Récemment alertée par des juges des enfants des difficultés rencontrées par les services de l’aide sociale à l’enfance (ASE) des départements du Nord et de la Somme dans leur mission de protection des enfants, la Défenseure des droits a décidé de se saisir d’office de ces situations, en vertu de l’article 5 de la loi organique.
Manque de places en foyer et d’assistants familiaux, placements non exécutés, mesures d’assistance éducative en milieu ouvert prises en charge dans des délais pouvant excéder 6 mois, et ruptures dans les parcours des enfants… telles sont les situations extrêmement préoccupantes qui questionnent le respect de l’intérêt supérieur de l’enfant.
Au-delà des situations de ces départements, la Défenseure des droits, Claire Hédon et son adjoint Défenseur des enfants, Eric Delemar, s’alarment, une fois de plus, de l’état dramatique de la protection de l’enfance aujourd’hui, qui n’est, dans de nombreux territoires, plus dûment assurée.
Des conditions inadaptées pour garantir l’effectivité des droits de l’enfant
Le nombre de places pour accueillir les très jeunes enfants, comme les adolescents dans des conditions adaptées à leurs besoins, est largement insuffisant. Les mises en danger se multiplient. Le manque de professionnels pour les accompagner est criant. Malgré un investissement souvent considérable de ces professionnels, leurs conditions de travail ne leur permettent plus de mettre au cœur de leurs actions l’intérêt supérieur de l’enfant. Les métiers de la protection de l’enfance n’attirent plus suffisamment, ce qui met à mal la stabilité des parcours des enfants et la connaissance fine de leurs besoins fondamentaux individuels.
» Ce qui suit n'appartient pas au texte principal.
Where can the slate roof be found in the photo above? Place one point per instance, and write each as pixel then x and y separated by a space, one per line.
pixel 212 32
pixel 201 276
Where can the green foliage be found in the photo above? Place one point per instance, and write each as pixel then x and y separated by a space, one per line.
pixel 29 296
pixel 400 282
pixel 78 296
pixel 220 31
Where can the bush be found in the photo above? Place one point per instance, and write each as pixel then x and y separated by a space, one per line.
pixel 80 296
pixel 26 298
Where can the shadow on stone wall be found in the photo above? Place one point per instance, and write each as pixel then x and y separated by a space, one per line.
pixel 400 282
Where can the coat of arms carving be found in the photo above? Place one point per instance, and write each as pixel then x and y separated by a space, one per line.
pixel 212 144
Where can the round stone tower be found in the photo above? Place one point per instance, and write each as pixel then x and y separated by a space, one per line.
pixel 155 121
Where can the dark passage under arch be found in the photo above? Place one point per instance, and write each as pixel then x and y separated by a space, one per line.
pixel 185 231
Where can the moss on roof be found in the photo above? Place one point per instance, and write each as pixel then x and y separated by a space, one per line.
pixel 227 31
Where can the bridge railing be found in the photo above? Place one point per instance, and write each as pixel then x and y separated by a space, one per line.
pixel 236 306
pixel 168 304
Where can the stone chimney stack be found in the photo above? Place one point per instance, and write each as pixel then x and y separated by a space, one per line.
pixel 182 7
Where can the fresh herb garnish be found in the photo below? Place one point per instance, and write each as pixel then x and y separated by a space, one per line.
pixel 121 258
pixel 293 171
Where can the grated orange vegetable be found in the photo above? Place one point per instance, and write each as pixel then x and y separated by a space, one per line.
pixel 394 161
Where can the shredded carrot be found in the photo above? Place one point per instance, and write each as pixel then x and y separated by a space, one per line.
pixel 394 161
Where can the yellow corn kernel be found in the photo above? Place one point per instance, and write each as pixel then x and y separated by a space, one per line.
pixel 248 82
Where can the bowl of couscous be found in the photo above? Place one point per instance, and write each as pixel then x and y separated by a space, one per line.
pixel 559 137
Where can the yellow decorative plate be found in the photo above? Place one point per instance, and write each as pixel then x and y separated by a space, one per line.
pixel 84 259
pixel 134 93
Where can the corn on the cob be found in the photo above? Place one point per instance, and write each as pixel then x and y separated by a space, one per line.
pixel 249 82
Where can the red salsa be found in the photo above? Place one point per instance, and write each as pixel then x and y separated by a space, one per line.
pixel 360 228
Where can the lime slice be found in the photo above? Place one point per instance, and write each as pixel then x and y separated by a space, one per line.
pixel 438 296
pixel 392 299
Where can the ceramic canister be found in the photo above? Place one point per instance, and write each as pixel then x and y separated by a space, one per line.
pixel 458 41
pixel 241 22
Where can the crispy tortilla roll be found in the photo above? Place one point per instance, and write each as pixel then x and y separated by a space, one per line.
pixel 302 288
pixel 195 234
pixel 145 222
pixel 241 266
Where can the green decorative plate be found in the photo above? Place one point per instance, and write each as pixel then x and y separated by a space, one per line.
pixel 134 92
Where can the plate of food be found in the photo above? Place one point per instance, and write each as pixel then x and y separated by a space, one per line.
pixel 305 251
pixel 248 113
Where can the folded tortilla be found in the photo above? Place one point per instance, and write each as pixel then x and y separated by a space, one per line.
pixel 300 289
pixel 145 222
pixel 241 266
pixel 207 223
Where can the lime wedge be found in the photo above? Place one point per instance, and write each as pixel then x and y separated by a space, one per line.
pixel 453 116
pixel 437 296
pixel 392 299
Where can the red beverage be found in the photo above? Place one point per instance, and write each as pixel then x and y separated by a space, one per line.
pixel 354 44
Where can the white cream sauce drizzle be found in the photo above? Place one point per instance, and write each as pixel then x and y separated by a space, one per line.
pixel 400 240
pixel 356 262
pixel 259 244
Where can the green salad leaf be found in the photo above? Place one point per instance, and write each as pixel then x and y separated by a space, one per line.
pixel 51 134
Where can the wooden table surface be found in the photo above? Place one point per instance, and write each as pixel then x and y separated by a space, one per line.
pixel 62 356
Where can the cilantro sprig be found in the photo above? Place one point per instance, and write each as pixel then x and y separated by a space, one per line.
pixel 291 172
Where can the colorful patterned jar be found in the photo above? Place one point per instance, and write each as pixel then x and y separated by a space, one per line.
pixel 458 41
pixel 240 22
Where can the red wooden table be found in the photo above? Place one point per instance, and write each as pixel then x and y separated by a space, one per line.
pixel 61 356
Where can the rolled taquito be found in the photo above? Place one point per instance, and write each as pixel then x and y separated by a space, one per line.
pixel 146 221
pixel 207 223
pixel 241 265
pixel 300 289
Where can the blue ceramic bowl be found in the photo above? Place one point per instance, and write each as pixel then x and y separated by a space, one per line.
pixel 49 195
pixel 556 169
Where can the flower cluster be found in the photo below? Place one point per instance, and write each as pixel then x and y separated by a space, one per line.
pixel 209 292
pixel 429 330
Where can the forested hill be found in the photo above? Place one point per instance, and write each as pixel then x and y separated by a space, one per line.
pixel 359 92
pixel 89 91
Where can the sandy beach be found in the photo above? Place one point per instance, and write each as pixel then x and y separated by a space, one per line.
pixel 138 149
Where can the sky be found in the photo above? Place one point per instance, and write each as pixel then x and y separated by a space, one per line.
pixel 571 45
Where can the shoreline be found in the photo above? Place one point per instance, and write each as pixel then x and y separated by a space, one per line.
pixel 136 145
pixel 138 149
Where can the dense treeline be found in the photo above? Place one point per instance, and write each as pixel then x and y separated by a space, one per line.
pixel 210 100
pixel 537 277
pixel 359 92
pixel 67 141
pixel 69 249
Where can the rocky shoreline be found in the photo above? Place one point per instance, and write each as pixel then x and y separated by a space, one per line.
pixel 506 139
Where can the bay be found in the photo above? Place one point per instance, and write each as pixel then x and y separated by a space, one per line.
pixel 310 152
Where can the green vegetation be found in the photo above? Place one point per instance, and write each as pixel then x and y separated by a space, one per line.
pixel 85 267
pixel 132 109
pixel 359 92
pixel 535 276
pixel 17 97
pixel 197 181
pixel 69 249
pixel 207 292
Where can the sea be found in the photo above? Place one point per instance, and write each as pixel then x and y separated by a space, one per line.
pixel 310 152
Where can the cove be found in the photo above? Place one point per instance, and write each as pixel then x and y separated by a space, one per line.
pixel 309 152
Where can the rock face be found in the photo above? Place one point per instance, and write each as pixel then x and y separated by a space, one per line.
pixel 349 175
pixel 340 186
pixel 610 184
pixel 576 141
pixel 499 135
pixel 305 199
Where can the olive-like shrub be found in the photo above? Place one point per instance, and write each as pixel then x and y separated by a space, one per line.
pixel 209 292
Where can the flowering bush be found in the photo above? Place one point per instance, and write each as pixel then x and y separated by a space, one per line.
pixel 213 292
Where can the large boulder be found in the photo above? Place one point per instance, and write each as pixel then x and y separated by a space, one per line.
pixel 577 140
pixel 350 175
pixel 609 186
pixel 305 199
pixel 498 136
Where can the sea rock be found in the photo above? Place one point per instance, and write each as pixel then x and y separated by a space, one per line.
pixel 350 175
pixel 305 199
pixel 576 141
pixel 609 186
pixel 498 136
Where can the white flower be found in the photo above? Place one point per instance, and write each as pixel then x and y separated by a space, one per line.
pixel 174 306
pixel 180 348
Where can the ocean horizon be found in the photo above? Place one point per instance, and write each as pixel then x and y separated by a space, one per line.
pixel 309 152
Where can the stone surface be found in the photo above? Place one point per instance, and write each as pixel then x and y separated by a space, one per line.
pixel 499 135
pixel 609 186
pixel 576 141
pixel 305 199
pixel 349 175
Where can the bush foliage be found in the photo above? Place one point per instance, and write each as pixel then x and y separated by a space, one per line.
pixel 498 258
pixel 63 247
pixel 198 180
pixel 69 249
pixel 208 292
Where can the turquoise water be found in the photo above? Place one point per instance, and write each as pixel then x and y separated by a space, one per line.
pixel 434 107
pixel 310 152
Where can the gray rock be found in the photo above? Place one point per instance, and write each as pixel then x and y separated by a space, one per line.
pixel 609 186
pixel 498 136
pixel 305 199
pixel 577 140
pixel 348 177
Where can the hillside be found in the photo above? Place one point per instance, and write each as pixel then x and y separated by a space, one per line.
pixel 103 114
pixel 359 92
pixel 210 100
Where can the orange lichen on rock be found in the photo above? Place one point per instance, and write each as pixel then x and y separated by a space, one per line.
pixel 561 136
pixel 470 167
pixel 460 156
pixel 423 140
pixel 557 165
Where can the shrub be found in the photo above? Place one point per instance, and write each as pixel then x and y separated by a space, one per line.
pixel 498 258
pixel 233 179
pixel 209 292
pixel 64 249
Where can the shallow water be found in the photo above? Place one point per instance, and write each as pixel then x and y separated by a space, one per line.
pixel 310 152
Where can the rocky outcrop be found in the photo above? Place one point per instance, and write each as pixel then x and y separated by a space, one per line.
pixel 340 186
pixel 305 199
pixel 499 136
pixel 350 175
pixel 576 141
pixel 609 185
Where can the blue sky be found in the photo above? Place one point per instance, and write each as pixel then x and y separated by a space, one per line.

Pour la Défenseure des droits, les réponses institutionnelles à ces besoins ne sont pas à la hauteur des enjeux et portent atteinte aux droits fondamentaux des enfants, protégés par la Convention internationale des droits de l’enfant.
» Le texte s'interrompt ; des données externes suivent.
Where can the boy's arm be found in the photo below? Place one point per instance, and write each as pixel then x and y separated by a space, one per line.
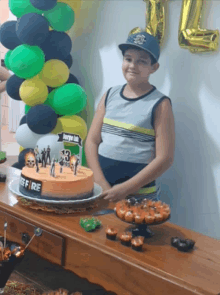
pixel 165 142
pixel 4 75
pixel 92 143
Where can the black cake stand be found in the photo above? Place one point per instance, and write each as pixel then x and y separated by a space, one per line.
pixel 141 229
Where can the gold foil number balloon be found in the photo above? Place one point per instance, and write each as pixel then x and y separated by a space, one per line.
pixel 155 19
pixel 190 35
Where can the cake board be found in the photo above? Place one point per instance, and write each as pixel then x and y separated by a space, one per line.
pixel 55 206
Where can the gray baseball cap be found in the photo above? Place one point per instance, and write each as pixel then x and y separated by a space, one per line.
pixel 143 41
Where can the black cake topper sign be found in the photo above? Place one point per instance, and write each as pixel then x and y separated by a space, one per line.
pixel 72 138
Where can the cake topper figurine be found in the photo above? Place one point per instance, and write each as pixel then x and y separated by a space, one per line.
pixel 77 165
pixel 48 155
pixel 74 163
pixel 52 167
pixel 37 166
pixel 61 162
pixel 30 159
pixel 5 228
pixel 72 138
pixel 36 152
pixel 1 246
pixel 43 153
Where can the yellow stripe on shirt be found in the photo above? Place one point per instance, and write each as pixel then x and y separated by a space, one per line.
pixel 129 127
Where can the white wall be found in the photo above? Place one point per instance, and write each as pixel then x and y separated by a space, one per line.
pixel 191 186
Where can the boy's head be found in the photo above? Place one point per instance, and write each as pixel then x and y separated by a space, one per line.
pixel 143 41
pixel 141 53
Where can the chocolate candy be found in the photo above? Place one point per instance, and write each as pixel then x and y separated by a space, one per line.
pixel 183 245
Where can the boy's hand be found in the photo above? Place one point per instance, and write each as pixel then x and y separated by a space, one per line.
pixel 116 193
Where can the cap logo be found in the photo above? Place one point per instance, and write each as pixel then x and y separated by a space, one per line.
pixel 140 39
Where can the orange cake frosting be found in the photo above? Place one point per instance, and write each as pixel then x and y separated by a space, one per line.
pixel 64 186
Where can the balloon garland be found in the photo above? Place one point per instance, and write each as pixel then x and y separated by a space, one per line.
pixel 40 57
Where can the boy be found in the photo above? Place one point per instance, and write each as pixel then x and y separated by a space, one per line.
pixel 131 139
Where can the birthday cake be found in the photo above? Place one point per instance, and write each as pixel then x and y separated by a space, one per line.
pixel 56 181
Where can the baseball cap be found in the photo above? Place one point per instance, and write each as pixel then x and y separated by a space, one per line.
pixel 142 41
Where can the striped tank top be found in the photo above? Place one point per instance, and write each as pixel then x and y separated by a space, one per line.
pixel 128 137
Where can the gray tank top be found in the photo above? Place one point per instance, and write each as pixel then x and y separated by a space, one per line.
pixel 128 126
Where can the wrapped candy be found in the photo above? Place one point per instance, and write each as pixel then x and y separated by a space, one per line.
pixel 90 224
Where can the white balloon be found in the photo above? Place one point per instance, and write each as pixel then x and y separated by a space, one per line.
pixel 25 137
pixel 52 141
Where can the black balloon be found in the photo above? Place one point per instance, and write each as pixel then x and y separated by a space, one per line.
pixel 12 86
pixel 72 79
pixel 17 165
pixel 21 156
pixel 23 120
pixel 58 45
pixel 8 36
pixel 44 4
pixel 41 119
pixel 32 29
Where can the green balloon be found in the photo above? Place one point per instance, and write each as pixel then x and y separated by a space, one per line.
pixel 26 61
pixel 68 99
pixel 61 17
pixel 21 7
pixel 6 60
pixel 26 109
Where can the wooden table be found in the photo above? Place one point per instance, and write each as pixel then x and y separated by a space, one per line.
pixel 159 269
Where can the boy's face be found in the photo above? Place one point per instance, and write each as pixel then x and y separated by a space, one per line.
pixel 136 66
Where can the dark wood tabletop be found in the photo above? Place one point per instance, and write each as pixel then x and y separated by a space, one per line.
pixel 159 269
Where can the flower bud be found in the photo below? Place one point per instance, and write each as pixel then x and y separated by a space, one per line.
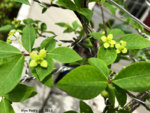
pixel 9 41
pixel 44 64
pixel 105 94
pixel 33 63
pixel 42 53
pixel 33 55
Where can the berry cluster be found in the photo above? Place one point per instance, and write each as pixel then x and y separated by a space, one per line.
pixel 38 59
pixel 16 22
pixel 11 33
pixel 109 42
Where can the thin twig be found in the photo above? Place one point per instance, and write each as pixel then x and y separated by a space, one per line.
pixel 48 5
pixel 136 19
pixel 103 17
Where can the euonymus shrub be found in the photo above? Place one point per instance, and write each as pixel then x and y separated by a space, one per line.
pixel 89 79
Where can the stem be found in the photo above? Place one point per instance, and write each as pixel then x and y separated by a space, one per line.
pixel 136 101
pixel 24 54
pixel 136 19
pixel 103 17
pixel 18 40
Un système de la protection de l’enfance qui ne permet plus de protéger suffisamment
Depuis de nombreuses années à travers ses rapports, avis, recommandations, le Défenseur des droits met en garde les pouvoirs publics sur une situation qui ne cesse de se dégrader.
Ces dernières années, plusieurs textes législatifs ont réformé la protection de l’enfance sans qu’ils s’accompagnent d’une réelle réflexion nationale et locale sur leur application sur le terrain. Tiraillés entre la nécessité d’appliquer des textes parfois complexes et l’insuffisance des moyens qui leur sont donnés, les travailleurs sociaux en relation directe avec les familles et les enfants, peuvent ne plus percevoir le sens de leur mission et se trouvent malmenés par des injonctions contradictoires. Par ailleurs, la traduction concrète du décloisonnement, tant espéré, des différentes institutions concourant à la protection de l’enfance se fait attendre.